500 milionów złotych ma kosztować budowa super nowoczesnej kliniki w Koszalinie. W szpitalu ma być od 440 do 600 łóżek, nowoczesny sprzęt i najlepszy w regionie personel. Klinikę zamierza wybudować i nią zarządzać firma niemiecka do spółki z miastem Koszalin.

Przedstawiciele niemieckiej firmy bardzo dokładnie sprawdzają możliwości i polskie realia. Chcą zainwestować ogromne pieniądze, miasto ma przekazać ziemię pod inwestycję. W 100-tysięcznym Koszalinie nie będzie miejsca na dwa szpitale, dlatego ten istniejący zostanie wchłonięty przez nową klinikę. Niestety, placówka będzie stanowiła zagrożenie dla szpitali w Miastku, Szczecinku, czy Sławnie – z pewnością przejmie ich pacjentów. Niemcy dają władzom regionu kilka miesięcy na gwarancje zebranego wkładu w inwestycję i wypracowanie strategii ochrony zdrowia. Sama budowa kliniki potrwa około 2 lat.
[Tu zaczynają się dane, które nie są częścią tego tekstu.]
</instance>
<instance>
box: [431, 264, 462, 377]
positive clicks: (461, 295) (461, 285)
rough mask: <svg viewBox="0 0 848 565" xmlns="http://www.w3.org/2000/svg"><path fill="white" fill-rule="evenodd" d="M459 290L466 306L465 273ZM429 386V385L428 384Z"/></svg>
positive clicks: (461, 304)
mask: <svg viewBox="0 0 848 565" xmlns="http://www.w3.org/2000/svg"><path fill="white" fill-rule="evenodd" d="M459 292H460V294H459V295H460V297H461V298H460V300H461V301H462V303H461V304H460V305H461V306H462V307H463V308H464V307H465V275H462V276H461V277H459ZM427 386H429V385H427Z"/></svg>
Jak donosi berliński korespondent RMF, firma, która chce inwestować w Koszalinie jest znana na niemieckim rynku medycznym z dobrego zarządzania – jest właścicielem wielu prywatnych szpitali, których dyrektorami nie są lekarze, a dobrze wyszkoleni menadżerzy. Inwestorzy liczą przede wszystkim na kontrakty z prywatnymi kasami chorych w Niemczech. Jednak, żeby Niemcy przyjeżdżali leczyć się do Koszalina, klinika musi zaoferować naprawdę wysoki standard usług, a na tym skorzystają na pewno mieszkańcy regionu.